Second term \(a + d = 15\)

\[d = 15 - 3 = 12\]

\(54^\rm{th}\)^{ }term of the AP is

\[\begin{align}{a_{54}} &= a + (54 - 1)d\\ &= 3 + 53 \times 12\\ &= 3 + 636\\ &= 639\end{align}\]

Let \(n^\rm{th}\) term of AP be \(132\) more than \(54^\rm{th}\)^{ }term (Given)

We get , \(132\,+\,639=771\)

\[{a_n} = 771\]

\[\begin{align}{a_n} &= a + \left( {n - 1} \right)d\\771 &= 3 + \left( {n - 1} \right)12\\768 &= \left( {n - 1} \right)12\\\left( {n - 1} \right)& = 64\\n &= 65\end{align}\]

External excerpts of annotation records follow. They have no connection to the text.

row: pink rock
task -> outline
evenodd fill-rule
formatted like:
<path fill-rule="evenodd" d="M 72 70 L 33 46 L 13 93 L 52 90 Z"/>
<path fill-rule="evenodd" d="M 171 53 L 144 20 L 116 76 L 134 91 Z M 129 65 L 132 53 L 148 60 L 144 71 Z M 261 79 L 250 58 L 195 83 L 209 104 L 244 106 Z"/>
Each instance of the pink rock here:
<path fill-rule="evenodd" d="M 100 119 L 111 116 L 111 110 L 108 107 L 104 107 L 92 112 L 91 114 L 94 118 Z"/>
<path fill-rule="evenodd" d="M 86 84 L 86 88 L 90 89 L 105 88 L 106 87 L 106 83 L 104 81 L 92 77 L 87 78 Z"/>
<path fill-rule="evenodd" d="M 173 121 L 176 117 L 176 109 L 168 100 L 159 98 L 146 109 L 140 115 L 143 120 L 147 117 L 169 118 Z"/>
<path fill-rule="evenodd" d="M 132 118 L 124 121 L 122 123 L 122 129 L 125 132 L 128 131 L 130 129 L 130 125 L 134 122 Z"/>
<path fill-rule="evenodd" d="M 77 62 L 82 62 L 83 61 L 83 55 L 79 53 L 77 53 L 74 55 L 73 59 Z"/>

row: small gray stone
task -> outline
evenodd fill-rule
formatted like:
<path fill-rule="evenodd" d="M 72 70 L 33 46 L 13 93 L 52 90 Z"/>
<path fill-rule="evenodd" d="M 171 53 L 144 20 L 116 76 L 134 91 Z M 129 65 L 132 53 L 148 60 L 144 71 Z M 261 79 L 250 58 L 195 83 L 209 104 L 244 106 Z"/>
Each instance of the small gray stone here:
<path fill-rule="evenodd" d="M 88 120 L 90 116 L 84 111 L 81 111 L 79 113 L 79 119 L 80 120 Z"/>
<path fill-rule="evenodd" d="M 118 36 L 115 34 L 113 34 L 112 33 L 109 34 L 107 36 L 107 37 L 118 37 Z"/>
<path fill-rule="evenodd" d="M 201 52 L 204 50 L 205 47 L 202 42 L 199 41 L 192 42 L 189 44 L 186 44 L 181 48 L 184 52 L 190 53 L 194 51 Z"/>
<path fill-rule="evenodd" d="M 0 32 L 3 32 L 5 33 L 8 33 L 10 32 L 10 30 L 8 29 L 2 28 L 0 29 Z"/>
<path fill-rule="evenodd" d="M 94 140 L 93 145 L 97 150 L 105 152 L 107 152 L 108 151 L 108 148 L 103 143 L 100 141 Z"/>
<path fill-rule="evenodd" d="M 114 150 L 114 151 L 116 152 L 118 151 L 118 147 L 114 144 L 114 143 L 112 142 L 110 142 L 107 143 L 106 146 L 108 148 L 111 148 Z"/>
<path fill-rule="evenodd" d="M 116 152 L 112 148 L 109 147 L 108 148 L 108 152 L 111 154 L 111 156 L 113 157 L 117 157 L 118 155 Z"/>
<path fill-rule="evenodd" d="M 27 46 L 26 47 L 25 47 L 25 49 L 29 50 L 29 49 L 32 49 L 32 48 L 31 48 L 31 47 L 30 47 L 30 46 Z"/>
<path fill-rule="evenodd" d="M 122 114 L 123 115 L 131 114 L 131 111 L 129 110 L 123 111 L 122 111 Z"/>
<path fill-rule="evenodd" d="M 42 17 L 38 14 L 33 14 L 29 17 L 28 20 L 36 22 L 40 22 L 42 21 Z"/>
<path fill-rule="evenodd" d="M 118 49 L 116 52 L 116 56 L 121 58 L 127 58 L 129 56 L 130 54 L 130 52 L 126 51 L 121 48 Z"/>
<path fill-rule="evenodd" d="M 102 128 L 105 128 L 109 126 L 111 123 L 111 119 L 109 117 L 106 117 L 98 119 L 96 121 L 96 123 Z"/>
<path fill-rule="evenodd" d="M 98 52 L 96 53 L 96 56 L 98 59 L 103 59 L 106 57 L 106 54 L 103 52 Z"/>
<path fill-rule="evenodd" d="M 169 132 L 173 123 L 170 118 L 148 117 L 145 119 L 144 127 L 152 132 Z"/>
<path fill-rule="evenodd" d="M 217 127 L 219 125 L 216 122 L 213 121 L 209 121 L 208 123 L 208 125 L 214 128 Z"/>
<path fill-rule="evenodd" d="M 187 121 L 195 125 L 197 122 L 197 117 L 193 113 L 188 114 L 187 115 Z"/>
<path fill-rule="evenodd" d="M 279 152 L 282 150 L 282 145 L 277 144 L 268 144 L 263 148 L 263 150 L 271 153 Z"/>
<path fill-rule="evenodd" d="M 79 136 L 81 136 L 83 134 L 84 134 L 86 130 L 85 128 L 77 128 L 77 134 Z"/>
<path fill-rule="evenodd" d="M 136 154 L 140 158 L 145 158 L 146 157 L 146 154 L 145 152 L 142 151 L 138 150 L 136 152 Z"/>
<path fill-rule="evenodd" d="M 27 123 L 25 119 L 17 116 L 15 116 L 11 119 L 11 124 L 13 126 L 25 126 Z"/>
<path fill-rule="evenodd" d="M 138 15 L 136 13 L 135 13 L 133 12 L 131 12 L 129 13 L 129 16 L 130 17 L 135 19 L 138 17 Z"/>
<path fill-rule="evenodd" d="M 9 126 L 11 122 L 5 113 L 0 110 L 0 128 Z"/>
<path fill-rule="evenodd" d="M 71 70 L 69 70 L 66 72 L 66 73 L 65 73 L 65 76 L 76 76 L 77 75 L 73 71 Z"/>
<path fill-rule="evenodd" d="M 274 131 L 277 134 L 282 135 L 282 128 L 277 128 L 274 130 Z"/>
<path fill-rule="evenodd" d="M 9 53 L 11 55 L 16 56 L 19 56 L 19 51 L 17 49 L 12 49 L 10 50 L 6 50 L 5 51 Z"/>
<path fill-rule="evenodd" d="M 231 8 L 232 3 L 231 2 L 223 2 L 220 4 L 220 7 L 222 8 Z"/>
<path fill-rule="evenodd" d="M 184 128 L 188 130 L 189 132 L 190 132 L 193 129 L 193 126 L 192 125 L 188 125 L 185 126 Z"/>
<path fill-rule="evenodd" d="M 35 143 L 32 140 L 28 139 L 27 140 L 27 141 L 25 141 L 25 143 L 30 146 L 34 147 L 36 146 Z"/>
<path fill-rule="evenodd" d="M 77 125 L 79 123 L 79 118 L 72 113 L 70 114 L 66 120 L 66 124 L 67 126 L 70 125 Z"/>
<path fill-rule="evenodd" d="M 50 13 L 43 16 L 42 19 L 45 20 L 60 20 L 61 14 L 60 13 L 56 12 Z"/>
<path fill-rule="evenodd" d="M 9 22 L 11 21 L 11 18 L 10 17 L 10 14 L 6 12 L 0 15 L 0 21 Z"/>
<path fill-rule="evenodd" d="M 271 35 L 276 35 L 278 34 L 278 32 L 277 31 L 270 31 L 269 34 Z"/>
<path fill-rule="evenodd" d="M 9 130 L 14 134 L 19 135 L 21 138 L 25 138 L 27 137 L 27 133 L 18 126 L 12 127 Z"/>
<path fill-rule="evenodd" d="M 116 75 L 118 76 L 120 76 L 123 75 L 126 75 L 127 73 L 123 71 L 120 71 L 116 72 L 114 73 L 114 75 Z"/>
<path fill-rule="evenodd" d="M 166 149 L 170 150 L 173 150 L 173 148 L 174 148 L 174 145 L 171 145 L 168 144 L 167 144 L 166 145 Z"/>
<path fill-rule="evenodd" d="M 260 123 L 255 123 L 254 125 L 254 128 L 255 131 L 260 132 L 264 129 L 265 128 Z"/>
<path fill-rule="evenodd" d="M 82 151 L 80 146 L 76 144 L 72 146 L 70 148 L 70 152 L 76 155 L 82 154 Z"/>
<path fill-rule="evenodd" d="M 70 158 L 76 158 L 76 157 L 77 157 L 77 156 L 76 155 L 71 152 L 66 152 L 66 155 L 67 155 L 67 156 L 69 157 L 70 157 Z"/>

Therefore, \(65^\rm{th}\) term will be \(132\) more than \(54^\rm{th}\) term.

**Alternatively, **

Let \(n^\rm{th}\) term be \(132\) more than \(54^\rm{th}\) term.

\[\begin{align}n &= 54 + \frac{{132}}{{12}}\\& = 54 + 11 = {65^\rm{th}}\,\,{\rm{Term}}\end{align}\]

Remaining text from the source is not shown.